Richard L. Eslinger writes in his Theological perspective :
“One other temptation confronts the church….The tactic is familiar and chronic: when faced with a pluralistic world with all kinds of gods and causes, just ratchet down your Christology to make Jesus fit in. Diminish your Jesus until he will not disturb or upset anyone……... But what if Jesus Christ is the image of God? Imagine — all things created through him, all things fulfilled in him, creator of all that is, both seen and unseen. Consider all these powers — these “thrones” and “dominions.” If Christ is the “firstborn of all creation,” then these powers were created by him and through the cross have been “dethroned.” They can no longer enslave. What if everything holds together in the One who is the image of God?” (Feasting on the Word Year C, Volume 3, page 261)
Have we, in our cultural world, actually “dethroned” Jesus?
I invited you to reflect on that for some moments.
In my truth we have dethroned the One who came to reveal to us the God of all creation.
We have reduced his identity to just someone who once roamed the world doing Good, healing people and teaching about the love of God.
We don’t perceive nor understand the man Jesus as God.
I may have told you this but one evening, just before confirmation class, a young man came into my office and sat down. He made a statement that caught my mind: “Pastor Marcia I believe in God. I just don’t get were Jesus fit. What is the need for Jesus in the story?”
I don’t remember now what I answered.
However, that question clearly hangs out loud in our world today, doesn’t it?
There is an entire denomination that has moved away from Christianity because of such questions ask by that confirmation student that evening.
But what if Jesus Christ is the image of God?
And why does this matter anyway?
In my imagination it matters because, in my understanding, the God of the Old Testament realized that his human creatures had gotten very mixed up and turned in opposite directions.

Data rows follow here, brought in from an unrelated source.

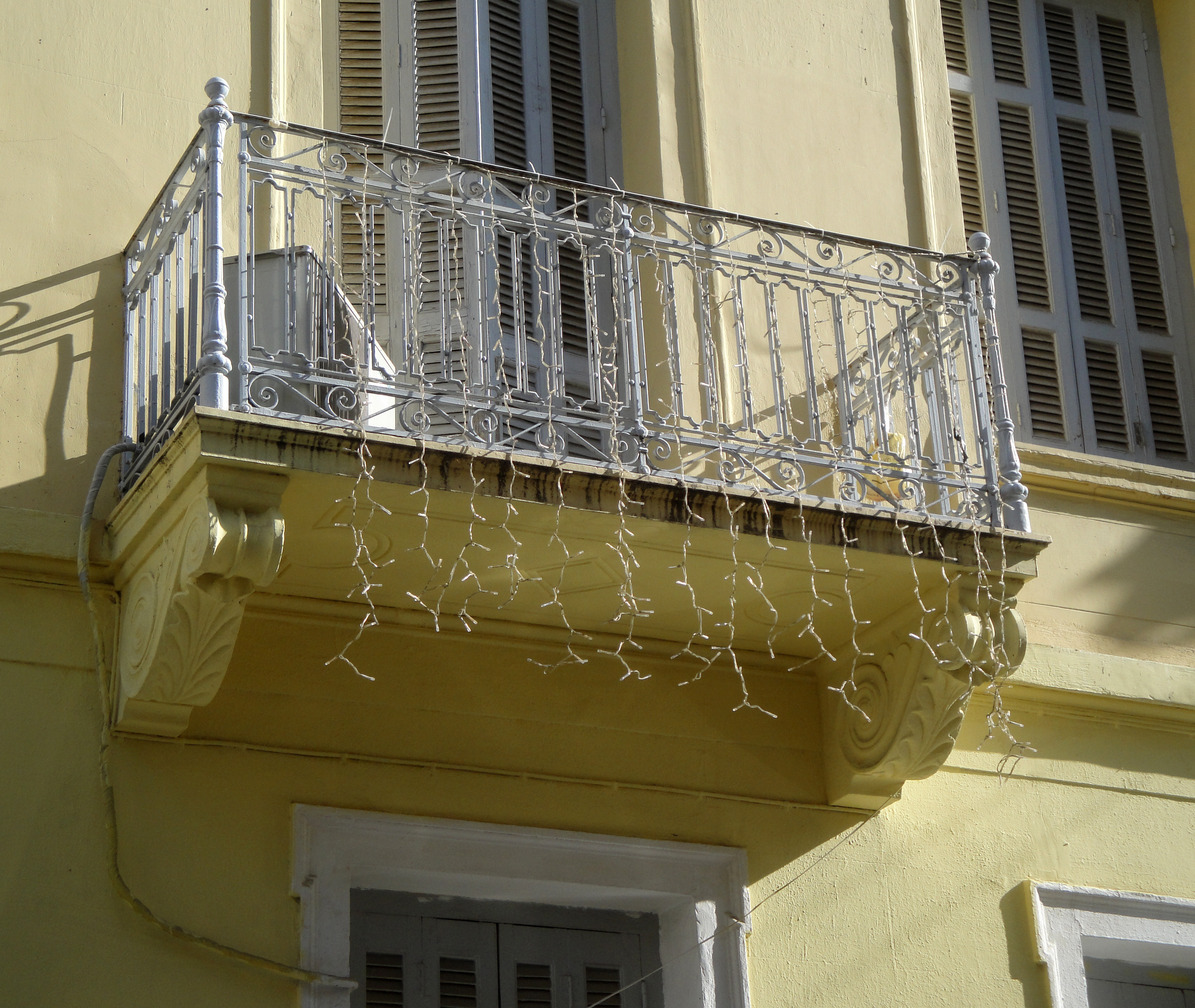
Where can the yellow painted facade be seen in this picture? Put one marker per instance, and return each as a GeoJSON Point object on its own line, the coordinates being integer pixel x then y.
{"type": "Point", "coordinates": [827, 113]}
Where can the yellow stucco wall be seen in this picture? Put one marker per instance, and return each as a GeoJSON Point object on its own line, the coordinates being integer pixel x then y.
{"type": "Point", "coordinates": [807, 107]}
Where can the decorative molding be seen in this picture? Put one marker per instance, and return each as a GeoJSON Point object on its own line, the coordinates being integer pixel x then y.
{"type": "Point", "coordinates": [896, 717]}
{"type": "Point", "coordinates": [188, 568]}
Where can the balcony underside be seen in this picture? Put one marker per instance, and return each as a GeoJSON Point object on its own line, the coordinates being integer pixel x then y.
{"type": "Point", "coordinates": [456, 538]}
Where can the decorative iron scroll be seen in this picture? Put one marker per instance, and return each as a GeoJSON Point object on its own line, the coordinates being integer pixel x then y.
{"type": "Point", "coordinates": [410, 293]}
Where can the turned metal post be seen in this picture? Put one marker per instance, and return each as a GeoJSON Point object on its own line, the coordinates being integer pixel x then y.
{"type": "Point", "coordinates": [1013, 491]}
{"type": "Point", "coordinates": [214, 366]}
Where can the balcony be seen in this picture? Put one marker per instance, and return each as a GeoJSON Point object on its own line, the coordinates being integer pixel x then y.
{"type": "Point", "coordinates": [416, 340]}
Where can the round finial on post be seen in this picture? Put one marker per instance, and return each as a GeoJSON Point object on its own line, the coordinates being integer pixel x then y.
{"type": "Point", "coordinates": [217, 89]}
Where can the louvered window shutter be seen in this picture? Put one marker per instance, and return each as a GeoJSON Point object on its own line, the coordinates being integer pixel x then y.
{"type": "Point", "coordinates": [384, 980]}
{"type": "Point", "coordinates": [1083, 215]}
{"type": "Point", "coordinates": [1165, 410]}
{"type": "Point", "coordinates": [1064, 54]}
{"type": "Point", "coordinates": [1008, 56]}
{"type": "Point", "coordinates": [1107, 396]}
{"type": "Point", "coordinates": [486, 955]}
{"type": "Point", "coordinates": [1145, 275]}
{"type": "Point", "coordinates": [967, 159]}
{"type": "Point", "coordinates": [1076, 193]}
{"type": "Point", "coordinates": [954, 33]}
{"type": "Point", "coordinates": [1023, 207]}
{"type": "Point", "coordinates": [570, 161]}
{"type": "Point", "coordinates": [438, 123]}
{"type": "Point", "coordinates": [1045, 387]}
{"type": "Point", "coordinates": [508, 84]}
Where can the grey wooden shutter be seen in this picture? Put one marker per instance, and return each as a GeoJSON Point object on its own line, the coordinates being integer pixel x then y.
{"type": "Point", "coordinates": [438, 85]}
{"type": "Point", "coordinates": [1063, 47]}
{"type": "Point", "coordinates": [554, 965]}
{"type": "Point", "coordinates": [437, 952]}
{"type": "Point", "coordinates": [967, 161]}
{"type": "Point", "coordinates": [384, 980]}
{"type": "Point", "coordinates": [1023, 207]}
{"type": "Point", "coordinates": [954, 34]}
{"type": "Point", "coordinates": [362, 114]}
{"type": "Point", "coordinates": [1142, 244]}
{"type": "Point", "coordinates": [1118, 66]}
{"type": "Point", "coordinates": [1045, 386]}
{"type": "Point", "coordinates": [567, 77]}
{"type": "Point", "coordinates": [1083, 217]}
{"type": "Point", "coordinates": [1165, 409]}
{"type": "Point", "coordinates": [508, 84]}
{"type": "Point", "coordinates": [570, 161]}
{"type": "Point", "coordinates": [1078, 194]}
{"type": "Point", "coordinates": [1008, 54]}
{"type": "Point", "coordinates": [1106, 387]}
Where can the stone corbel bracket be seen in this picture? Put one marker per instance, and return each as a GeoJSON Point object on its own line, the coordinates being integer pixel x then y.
{"type": "Point", "coordinates": [897, 716]}
{"type": "Point", "coordinates": [188, 557]}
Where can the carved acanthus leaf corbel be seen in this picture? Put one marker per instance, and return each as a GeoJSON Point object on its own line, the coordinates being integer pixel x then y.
{"type": "Point", "coordinates": [185, 596]}
{"type": "Point", "coordinates": [897, 716]}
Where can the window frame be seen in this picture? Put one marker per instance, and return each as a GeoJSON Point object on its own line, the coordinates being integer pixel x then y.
{"type": "Point", "coordinates": [1071, 923]}
{"type": "Point", "coordinates": [697, 891]}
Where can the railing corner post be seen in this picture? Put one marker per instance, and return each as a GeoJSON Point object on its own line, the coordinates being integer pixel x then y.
{"type": "Point", "coordinates": [214, 367]}
{"type": "Point", "coordinates": [1014, 494]}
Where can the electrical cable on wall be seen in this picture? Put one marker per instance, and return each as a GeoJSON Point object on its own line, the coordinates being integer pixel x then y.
{"type": "Point", "coordinates": [105, 685]}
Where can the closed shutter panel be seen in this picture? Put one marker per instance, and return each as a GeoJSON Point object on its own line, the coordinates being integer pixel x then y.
{"type": "Point", "coordinates": [458, 982]}
{"type": "Point", "coordinates": [534, 986]}
{"type": "Point", "coordinates": [1165, 413]}
{"type": "Point", "coordinates": [438, 127]}
{"type": "Point", "coordinates": [507, 84]}
{"type": "Point", "coordinates": [604, 984]}
{"type": "Point", "coordinates": [361, 111]}
{"type": "Point", "coordinates": [570, 162]}
{"type": "Point", "coordinates": [955, 35]}
{"type": "Point", "coordinates": [967, 159]}
{"type": "Point", "coordinates": [1045, 392]}
{"type": "Point", "coordinates": [1008, 56]}
{"type": "Point", "coordinates": [511, 151]}
{"type": "Point", "coordinates": [437, 77]}
{"type": "Point", "coordinates": [1064, 54]}
{"type": "Point", "coordinates": [1025, 209]}
{"type": "Point", "coordinates": [1095, 288]}
{"type": "Point", "coordinates": [1145, 275]}
{"type": "Point", "coordinates": [1118, 66]}
{"type": "Point", "coordinates": [1107, 396]}
{"type": "Point", "coordinates": [568, 91]}
{"type": "Point", "coordinates": [384, 980]}
{"type": "Point", "coordinates": [1083, 215]}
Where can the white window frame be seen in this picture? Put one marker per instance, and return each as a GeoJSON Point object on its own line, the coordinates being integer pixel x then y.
{"type": "Point", "coordinates": [697, 891]}
{"type": "Point", "coordinates": [1073, 921]}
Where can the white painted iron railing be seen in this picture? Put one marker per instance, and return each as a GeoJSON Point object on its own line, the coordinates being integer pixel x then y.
{"type": "Point", "coordinates": [406, 292]}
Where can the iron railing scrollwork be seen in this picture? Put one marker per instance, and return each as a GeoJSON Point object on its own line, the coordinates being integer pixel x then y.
{"type": "Point", "coordinates": [464, 304]}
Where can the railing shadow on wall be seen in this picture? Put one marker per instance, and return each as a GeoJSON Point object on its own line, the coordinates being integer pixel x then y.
{"type": "Point", "coordinates": [469, 305]}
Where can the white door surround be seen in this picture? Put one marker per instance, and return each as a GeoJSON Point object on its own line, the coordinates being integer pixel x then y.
{"type": "Point", "coordinates": [697, 891]}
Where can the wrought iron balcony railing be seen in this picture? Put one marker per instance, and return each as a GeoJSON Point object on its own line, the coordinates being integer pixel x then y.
{"type": "Point", "coordinates": [401, 291]}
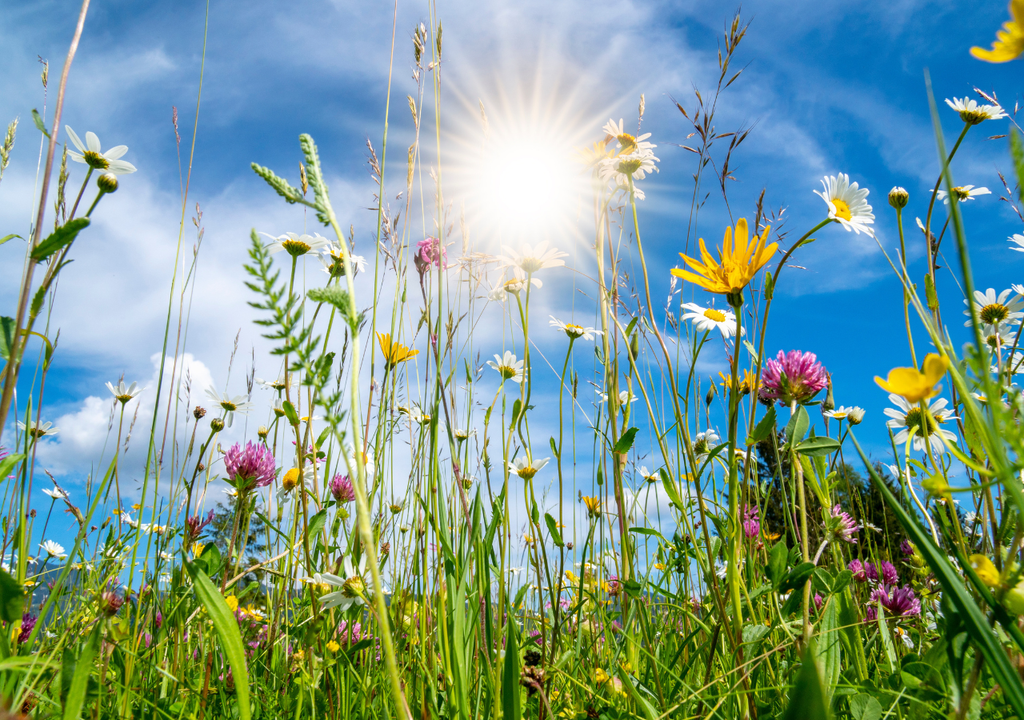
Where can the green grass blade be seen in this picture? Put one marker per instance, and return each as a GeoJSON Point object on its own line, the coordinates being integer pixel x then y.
{"type": "Point", "coordinates": [227, 631]}
{"type": "Point", "coordinates": [952, 586]}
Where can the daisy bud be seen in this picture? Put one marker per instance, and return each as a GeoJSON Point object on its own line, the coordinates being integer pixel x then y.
{"type": "Point", "coordinates": [108, 182]}
{"type": "Point", "coordinates": [898, 198]}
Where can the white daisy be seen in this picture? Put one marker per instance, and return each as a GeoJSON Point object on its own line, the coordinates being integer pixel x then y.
{"type": "Point", "coordinates": [574, 332]}
{"type": "Point", "coordinates": [996, 309]}
{"type": "Point", "coordinates": [353, 587]}
{"type": "Point", "coordinates": [532, 258]}
{"type": "Point", "coordinates": [38, 430]}
{"type": "Point", "coordinates": [52, 549]}
{"type": "Point", "coordinates": [963, 194]}
{"type": "Point", "coordinates": [122, 393]}
{"type": "Point", "coordinates": [508, 367]}
{"type": "Point", "coordinates": [296, 245]}
{"type": "Point", "coordinates": [847, 203]}
{"type": "Point", "coordinates": [707, 319]}
{"type": "Point", "coordinates": [229, 405]}
{"type": "Point", "coordinates": [526, 468]}
{"type": "Point", "coordinates": [91, 155]}
{"type": "Point", "coordinates": [926, 426]}
{"type": "Point", "coordinates": [972, 113]}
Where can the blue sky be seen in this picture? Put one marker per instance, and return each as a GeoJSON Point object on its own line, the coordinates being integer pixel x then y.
{"type": "Point", "coordinates": [826, 87]}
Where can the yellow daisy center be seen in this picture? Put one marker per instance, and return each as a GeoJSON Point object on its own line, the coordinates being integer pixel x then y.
{"type": "Point", "coordinates": [994, 312]}
{"type": "Point", "coordinates": [842, 209]}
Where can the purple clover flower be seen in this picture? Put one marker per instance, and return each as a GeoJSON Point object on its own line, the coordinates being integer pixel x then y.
{"type": "Point", "coordinates": [341, 489]}
{"type": "Point", "coordinates": [752, 521]}
{"type": "Point", "coordinates": [793, 377]}
{"type": "Point", "coordinates": [843, 526]}
{"type": "Point", "coordinates": [898, 601]}
{"type": "Point", "coordinates": [430, 252]}
{"type": "Point", "coordinates": [250, 467]}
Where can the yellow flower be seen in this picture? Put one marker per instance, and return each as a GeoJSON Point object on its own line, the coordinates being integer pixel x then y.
{"type": "Point", "coordinates": [1009, 41]}
{"type": "Point", "coordinates": [738, 263]}
{"type": "Point", "coordinates": [985, 569]}
{"type": "Point", "coordinates": [394, 352]}
{"type": "Point", "coordinates": [911, 383]}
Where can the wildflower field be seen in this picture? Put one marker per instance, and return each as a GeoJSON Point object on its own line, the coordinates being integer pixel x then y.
{"type": "Point", "coordinates": [437, 493]}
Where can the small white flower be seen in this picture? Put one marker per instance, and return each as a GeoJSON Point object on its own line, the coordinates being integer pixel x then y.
{"type": "Point", "coordinates": [296, 245]}
{"type": "Point", "coordinates": [37, 430]}
{"type": "Point", "coordinates": [972, 113]}
{"type": "Point", "coordinates": [847, 204]}
{"type": "Point", "coordinates": [52, 549]}
{"type": "Point", "coordinates": [91, 155]}
{"type": "Point", "coordinates": [994, 309]}
{"type": "Point", "coordinates": [229, 405]}
{"type": "Point", "coordinates": [574, 332]}
{"type": "Point", "coordinates": [707, 319]}
{"type": "Point", "coordinates": [508, 367]}
{"type": "Point", "coordinates": [532, 258]}
{"type": "Point", "coordinates": [963, 194]}
{"type": "Point", "coordinates": [124, 394]}
{"type": "Point", "coordinates": [926, 425]}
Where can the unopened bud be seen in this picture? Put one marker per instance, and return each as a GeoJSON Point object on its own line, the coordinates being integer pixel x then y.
{"type": "Point", "coordinates": [108, 182]}
{"type": "Point", "coordinates": [898, 198]}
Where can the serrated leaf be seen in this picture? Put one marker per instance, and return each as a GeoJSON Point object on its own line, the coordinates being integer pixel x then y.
{"type": "Point", "coordinates": [227, 632]}
{"type": "Point", "coordinates": [626, 441]}
{"type": "Point", "coordinates": [60, 238]}
{"type": "Point", "coordinates": [763, 428]}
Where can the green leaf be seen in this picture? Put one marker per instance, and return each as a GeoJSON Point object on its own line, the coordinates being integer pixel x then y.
{"type": "Point", "coordinates": [11, 598]}
{"type": "Point", "coordinates": [38, 120]}
{"type": "Point", "coordinates": [553, 530]}
{"type": "Point", "coordinates": [798, 576]}
{"type": "Point", "coordinates": [227, 632]}
{"type": "Point", "coordinates": [985, 641]}
{"type": "Point", "coordinates": [764, 427]}
{"type": "Point", "coordinates": [864, 707]}
{"type": "Point", "coordinates": [777, 559]}
{"type": "Point", "coordinates": [797, 427]}
{"type": "Point", "coordinates": [626, 441]}
{"type": "Point", "coordinates": [293, 417]}
{"type": "Point", "coordinates": [807, 700]}
{"type": "Point", "coordinates": [60, 238]}
{"type": "Point", "coordinates": [80, 674]}
{"type": "Point", "coordinates": [510, 677]}
{"type": "Point", "coordinates": [817, 447]}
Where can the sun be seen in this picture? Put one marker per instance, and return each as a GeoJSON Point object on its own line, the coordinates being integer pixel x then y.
{"type": "Point", "coordinates": [517, 172]}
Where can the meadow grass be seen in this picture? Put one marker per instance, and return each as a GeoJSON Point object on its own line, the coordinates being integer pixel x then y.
{"type": "Point", "coordinates": [408, 536]}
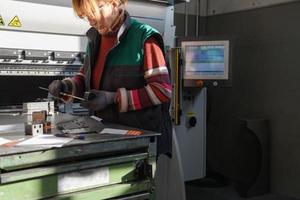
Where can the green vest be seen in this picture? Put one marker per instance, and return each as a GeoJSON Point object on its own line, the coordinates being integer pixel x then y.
{"type": "Point", "coordinates": [124, 69]}
{"type": "Point", "coordinates": [124, 63]}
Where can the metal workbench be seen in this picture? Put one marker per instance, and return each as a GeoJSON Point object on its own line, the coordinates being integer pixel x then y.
{"type": "Point", "coordinates": [102, 166]}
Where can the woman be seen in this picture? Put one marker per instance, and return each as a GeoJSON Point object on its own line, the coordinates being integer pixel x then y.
{"type": "Point", "coordinates": [124, 70]}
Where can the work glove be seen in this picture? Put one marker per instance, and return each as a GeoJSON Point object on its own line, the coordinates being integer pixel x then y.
{"type": "Point", "coordinates": [56, 87]}
{"type": "Point", "coordinates": [98, 100]}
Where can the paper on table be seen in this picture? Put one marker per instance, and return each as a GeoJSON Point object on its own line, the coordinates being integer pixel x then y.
{"type": "Point", "coordinates": [114, 131]}
{"type": "Point", "coordinates": [45, 141]}
{"type": "Point", "coordinates": [4, 141]}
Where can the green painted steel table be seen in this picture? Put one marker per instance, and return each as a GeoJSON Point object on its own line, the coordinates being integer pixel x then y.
{"type": "Point", "coordinates": [102, 166]}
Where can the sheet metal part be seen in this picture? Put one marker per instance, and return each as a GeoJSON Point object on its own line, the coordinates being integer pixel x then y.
{"type": "Point", "coordinates": [65, 94]}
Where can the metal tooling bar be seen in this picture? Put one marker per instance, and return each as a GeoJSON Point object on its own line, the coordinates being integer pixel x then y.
{"type": "Point", "coordinates": [17, 62]}
{"type": "Point", "coordinates": [110, 165]}
{"type": "Point", "coordinates": [12, 127]}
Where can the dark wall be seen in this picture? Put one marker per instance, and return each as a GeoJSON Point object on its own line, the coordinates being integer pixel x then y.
{"type": "Point", "coordinates": [265, 84]}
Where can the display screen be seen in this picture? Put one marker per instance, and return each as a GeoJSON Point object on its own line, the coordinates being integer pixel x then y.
{"type": "Point", "coordinates": [206, 60]}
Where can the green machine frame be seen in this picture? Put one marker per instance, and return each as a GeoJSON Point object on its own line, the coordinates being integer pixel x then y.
{"type": "Point", "coordinates": [102, 166]}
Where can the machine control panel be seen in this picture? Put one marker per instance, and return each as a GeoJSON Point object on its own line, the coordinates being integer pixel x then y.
{"type": "Point", "coordinates": [18, 62]}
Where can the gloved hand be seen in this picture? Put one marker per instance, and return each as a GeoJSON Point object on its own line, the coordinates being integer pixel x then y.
{"type": "Point", "coordinates": [56, 87]}
{"type": "Point", "coordinates": [98, 100]}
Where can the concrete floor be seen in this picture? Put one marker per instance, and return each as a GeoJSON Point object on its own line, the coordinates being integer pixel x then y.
{"type": "Point", "coordinates": [228, 192]}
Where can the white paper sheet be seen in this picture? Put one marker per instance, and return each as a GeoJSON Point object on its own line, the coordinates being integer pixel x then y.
{"type": "Point", "coordinates": [45, 140]}
{"type": "Point", "coordinates": [114, 131]}
{"type": "Point", "coordinates": [4, 141]}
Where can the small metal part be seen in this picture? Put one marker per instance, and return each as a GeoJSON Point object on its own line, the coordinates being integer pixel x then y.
{"type": "Point", "coordinates": [33, 129]}
{"type": "Point", "coordinates": [39, 116]}
{"type": "Point", "coordinates": [47, 127]}
{"type": "Point", "coordinates": [65, 94]}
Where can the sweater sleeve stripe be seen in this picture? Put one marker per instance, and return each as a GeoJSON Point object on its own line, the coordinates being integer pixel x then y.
{"type": "Point", "coordinates": [152, 95]}
{"type": "Point", "coordinates": [136, 105]}
{"type": "Point", "coordinates": [156, 71]}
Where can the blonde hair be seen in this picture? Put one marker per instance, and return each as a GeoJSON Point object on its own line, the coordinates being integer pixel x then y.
{"type": "Point", "coordinates": [90, 7]}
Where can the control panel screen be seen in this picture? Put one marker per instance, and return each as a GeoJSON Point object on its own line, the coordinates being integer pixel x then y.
{"type": "Point", "coordinates": [206, 60]}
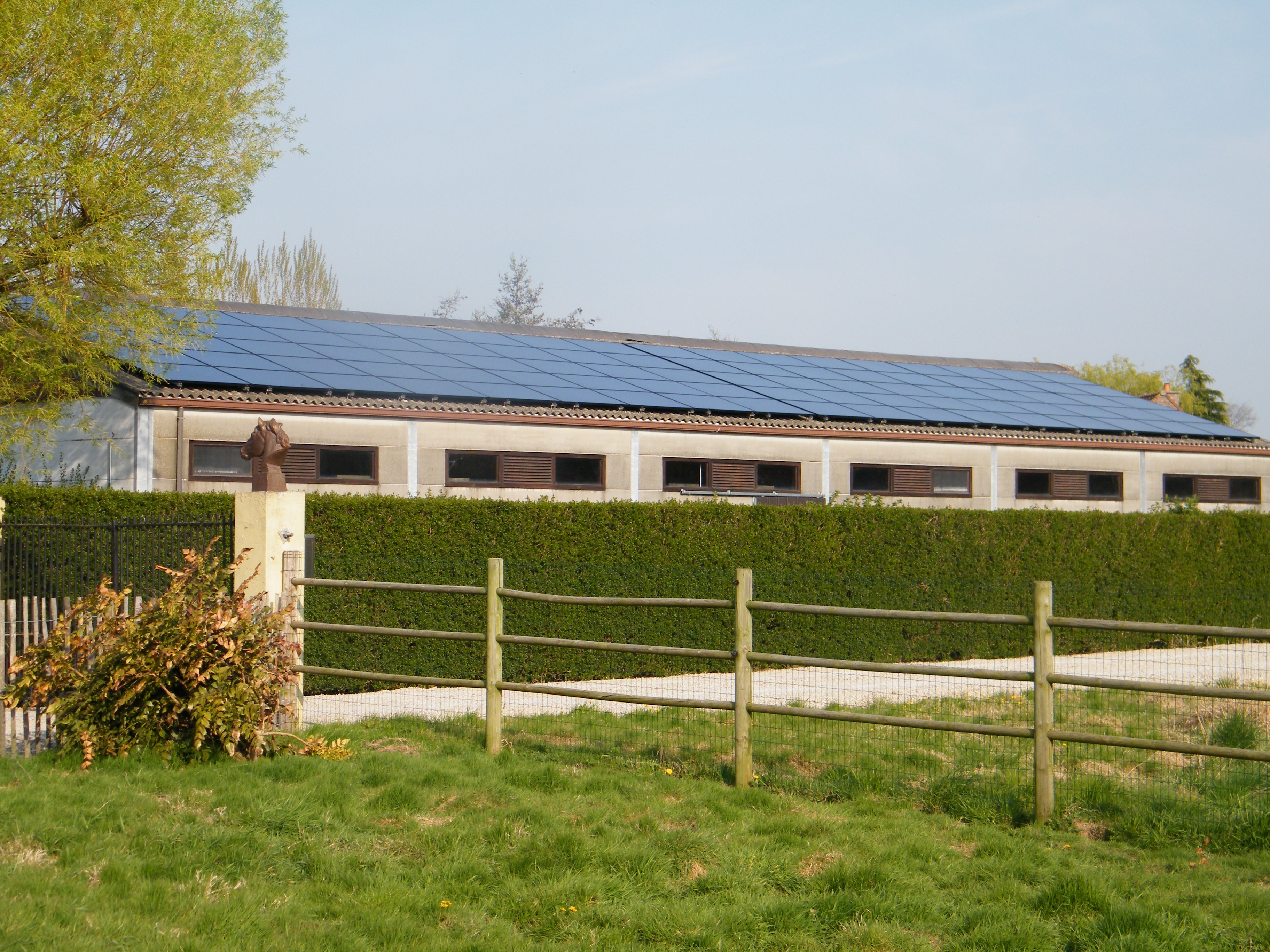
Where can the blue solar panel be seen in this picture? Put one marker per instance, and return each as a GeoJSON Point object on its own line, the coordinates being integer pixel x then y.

They had lost the real truth about their God.
They needed some help coming back to the original purpose that God made them in the first place.
So God decided to actually come down to earth and walk among his confused people.
God incarnated!
God actually with us in the skin of Jesus.
He came to begin again, in person, to adjust their understanding of the who, and what, and why of God; and God’s true character.
He came to broaden their archetype of this God that the human mind had limited by their lack of understanding.